HCG

Acts as a stand-in for luteinizing hormone: it binds the LH receptor on the testes’ Leydig cells and drives them to produce testosterone, which also keeps the testes full-sized and functional rather than shrinking. Three real uses sit behind it — treating male hypogonadism and fertility, restoring or maintaining testicular function during and after testosterone or anabolic use (the dominant community reason people run it), and triggering ovulation in female fertility treatment. The honest split: the endocrine and fertility medicine is genuinely established; the exact TRT-adjunct dosing people run alongside testosterone is extrapolated from that, not separately validated.

The reason it matters to anyone on testosterone is the feedback loop. Inject testosterone and the brain reads the blood as ‘plenty here,’ stops sending LH, and the testes — no longer getting the signal — quit producing and shrink. HCG steps in one rung lower than the brain: it ignores that shutdown and pokes the testes directly, so they keep working even while the upstream signal is silenced. That’s why it’s the classic answer to two of the most-asked questions in the space — testicular shrinkage on TRT and fertility while on testosterone. It also has a feature its smaller cousins lack: a long half-life, because the sugar chains hung off the protein shield it from rapid breakdown.

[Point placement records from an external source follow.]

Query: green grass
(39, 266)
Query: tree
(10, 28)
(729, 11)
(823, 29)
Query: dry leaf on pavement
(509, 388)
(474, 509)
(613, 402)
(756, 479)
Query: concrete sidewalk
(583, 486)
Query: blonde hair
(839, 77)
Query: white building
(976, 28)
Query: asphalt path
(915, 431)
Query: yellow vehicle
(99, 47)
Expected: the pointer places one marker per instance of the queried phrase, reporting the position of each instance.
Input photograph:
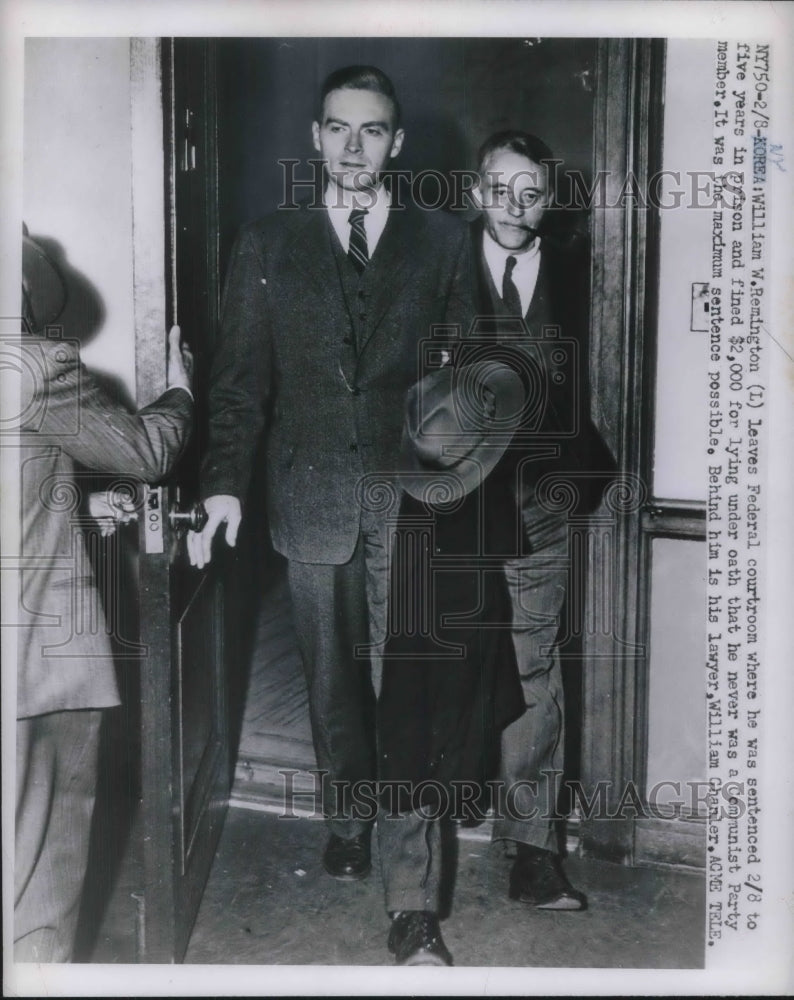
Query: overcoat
(68, 424)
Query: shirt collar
(496, 255)
(338, 199)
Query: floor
(269, 902)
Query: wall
(454, 92)
(676, 703)
(77, 189)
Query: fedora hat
(43, 287)
(459, 422)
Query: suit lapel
(393, 262)
(311, 251)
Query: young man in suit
(66, 674)
(323, 311)
(534, 290)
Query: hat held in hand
(43, 287)
(458, 424)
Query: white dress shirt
(525, 273)
(339, 202)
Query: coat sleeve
(460, 303)
(65, 406)
(240, 374)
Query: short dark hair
(523, 143)
(360, 78)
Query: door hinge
(187, 156)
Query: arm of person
(239, 388)
(69, 408)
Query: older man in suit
(65, 667)
(532, 287)
(323, 311)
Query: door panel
(185, 769)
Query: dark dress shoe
(415, 939)
(348, 859)
(538, 879)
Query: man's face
(513, 194)
(356, 137)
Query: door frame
(628, 124)
(180, 825)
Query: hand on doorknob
(221, 509)
(180, 362)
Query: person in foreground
(532, 286)
(449, 679)
(65, 674)
(323, 310)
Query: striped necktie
(357, 248)
(510, 296)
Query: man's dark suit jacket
(563, 422)
(324, 367)
(64, 653)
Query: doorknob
(193, 519)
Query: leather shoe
(415, 939)
(538, 879)
(348, 859)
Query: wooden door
(622, 538)
(185, 754)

HCG and LH share the same receptor (LHCGR) on testicular Leydig cells; HCG binds it and triggers the same downstream cascade — cAMP/PKA signaling that drives the enzymes converting cholesterol into testosterone, right inside the testis. Because the signal lands below the pituitary, it bypasses the hypothalamic–pituitary brake entirely: it works even when exogenous testosterone has shut LH off. In women the same LH-mimicry is used as a one-time surge to drive final egg maturation and ovulation. The catch baked into the mechanism: it’s pushing the testosterone factory, and that factory’s aromatase enzyme also converts a share of that testosterone into estradiol — so harder stimulation means more estrogen, not just more testosterone.

The dominant, predictable one is estrogen conversion: because HCG ramps testosterone production at the source, aromatase turns a chunk of it into estradiol, which is why high estrogen, water retention, and gynecomastia risk are the recurring complaints — some people manage it with an estrogen-aware approach under guidance. Other endocrine effects: mood changes, acne, and over the long term the possibility of reduced testicular sensitivity from sustained stimulation. In female fertility use the named clinical risk is ovarian hyperstimulation syndrome. And the loudest honesty flag here has nothing to do with the legitimate uses: HCG has been heavily marketed for weight loss, and that use is discredited. It does NOT cause fat loss — approved prescription HCG is required to carry an explicit label statement that it has not been shown to be effective for weight loss, and regulators have acted against the over-the-counter “homeopathic” HCG diet products outright. Treat any fat-loss claim as a red flag.

In the community it’s almost never run alone — its whole role is as the support compound that runs alongside testosterone, keeping the testes online while exogenous testosterone shuts the natural signal down. The other genuine pairing is in clinical fertility work, where it’s combined with FSH (or an FSH-like agent like HMG) to drive full sperm production in men whose own gonadotropins are absent — HCG covers the LH/testosterone side, FSH covers the sperm-maturation side. Because it raises estrogen, an estrogen-management strategy is frequently part of the conversation. It is not a fat-loss tool and shouldn’t be stacked as one.